Folha de S. Paulo


Manchester e a quinta coluna

Em 1936, o Exército franquista, que tentava (e conseguiu) acabar com a democracia na Espanha, queria marchar sobre Madri com quatro colunas militares. Eles contavam também com uma "quinta coluna", composta de todos aqueles que, dentro da cidade sitiada, diziam-se favoráveis ao governo legal, mas se descobririam, no fim, aliados potenciais dos fascista.

A expressão quinta coluna não se referia tanto a grupos militantes ou militares infiltrados, mas a todos os aliados objetivos, que, na hora certa, se juntariam aos invasores.

Outro exemplo, durante a Guerra Fria, qualquer partido comunista ao oeste da Cortina de Ferro era considerado como uma potencial quinta coluna soviética.

De novo, a quinta coluna não é necessariamente uma organização clandestina, seus membros nem precisam saber que eles são "aliados" dos inimigos: é suficiente que eles, no final, identifiquem-se com o inimigo.

Na segunda (22), em Manchester, Grã-Bretanha, na saída de um show de Ariana Grande (uma cantora pop cujos fãs são principalmente adolescentes), uma bomba matou 22 pessoas e feriu outras dezenas.
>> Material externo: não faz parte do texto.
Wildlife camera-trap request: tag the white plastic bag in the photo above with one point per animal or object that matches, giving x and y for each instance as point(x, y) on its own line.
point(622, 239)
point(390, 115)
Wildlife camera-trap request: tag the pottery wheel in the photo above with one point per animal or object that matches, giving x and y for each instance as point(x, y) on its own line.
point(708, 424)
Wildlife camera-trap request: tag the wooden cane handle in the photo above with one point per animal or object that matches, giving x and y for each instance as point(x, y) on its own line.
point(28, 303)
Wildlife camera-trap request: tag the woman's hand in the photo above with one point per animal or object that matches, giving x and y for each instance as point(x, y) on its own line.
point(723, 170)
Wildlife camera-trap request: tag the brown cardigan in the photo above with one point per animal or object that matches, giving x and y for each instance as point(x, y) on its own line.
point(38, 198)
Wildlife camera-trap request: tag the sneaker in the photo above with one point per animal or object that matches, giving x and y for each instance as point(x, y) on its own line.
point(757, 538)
Na terça (23), o Exército Islâmico reivindicou a autoria do atentado.

Na hora em que escrevo, pouco se sabe do autor; a polícia considera que agiu sozinho, mas procura cúmplices eventuais, que poderiam ter colaborado com o perpetrador na própria logística do atentado.

Mas eu considero que o terrorismo precisa de cumplicidades maiores e mais difusas. E chego a pensar que, sem essas cumplicidades, o terrorismo mal conseguiria vingar e operar no Ocidente. Essas cumplicidades constituem a verdadeira quinta coluna do terrorismo islâmico nas ruas do Ocidente.

Agora, cuidado, não estou me referindo a (eventuais) franjas extremistas de populações muçulmanas, imigrantes ou refugiadas.

Os grandes cúmplices do terrorismo islâmico são velhas ideias que acompanham a própria cultura ocidental faz tempo e que, de fato, expressam a nostalgia de um mundo organizado pelos privilégios de casta. 1) A ideia de que nossos valores fundamentais (a começar pela liberdade do indivíduo) seriam nossa fraqueza e nossa perdição, e não nossa força. 2) A ideia de que seríamos uma cultura degenerada e em declínio.

Quer saber se você tem chances de ser contabilizado como um membro possível da quinta coluna terrorista? Um pequeno e rápido teste vai responder. Marque cada pergunta à qual você responde "sim".

( ) Quando você soube do atentado de Manchester, você pensou, mesmo que seja por um momento, que essas meninas menores deveriam ter ficado em casa com seus pais, quem sabe lendo um livro, em vez de ir a um show de música pop sei lá com quem?

( ) Você acha que um show pop para adolescentes é um lugar promíscuo e permissivo, estética e moralmente degenerado?

( ) Você viu fotografias das vítimas de Manchester e pensou que agora elas saberiam que roupa rasgada não é tão legal assim?

( ) Você já pensou alguma vez que, se uma menina foi estuprada, é porque ela estava querendo, porque usava roupa indecente?

( ) Você já usou mais de uma vez a expressão "modernidade líquida" para dizer que as relações humanas, nos nossos tempos, careceriam da solidez dos grandes afetos?

( ) Você acha que as meninas e os meninos de Manchester, em vez de ir a um show, deveriam ter ido a um comício político, ao menos saberiam por que morreram?

( ) Você acha que não existem mais cidadãos, mas apenas consumidores -e que por isso mesmo não haveria mais pensamento político?

( ) Você acha que todos deveriam seguir sua regra moral e que não seguir sua regra moral é uma forma de desrespeito por você e pelas ideias nas quais você acredita?

( ) Você acha que nossos tempos são imediatistas e hedonistas? Pense bem. Se você apenas repetiu considerações de outros pode não valer. Só vale se você pensa mesmo que essas seriam caraterísticas de nossos tempos.

A lista pode ser muito, mas muito mais longa. Mas, se você respondeu sim a ao menos duas das perguntas, ou se você respondeu sim a uma das duas últimas perguntas (que valem dois pontos), então permita-me, por uma vez, uma resposta clara, jacobina: então, você faz parte da quinta coluna do terrorismo islâmico radical.

Parabéns, seu ódio pelos valores cruciais de nossa cultura confirma e sustenta o ódio de quem nos mata indiscriminadamente.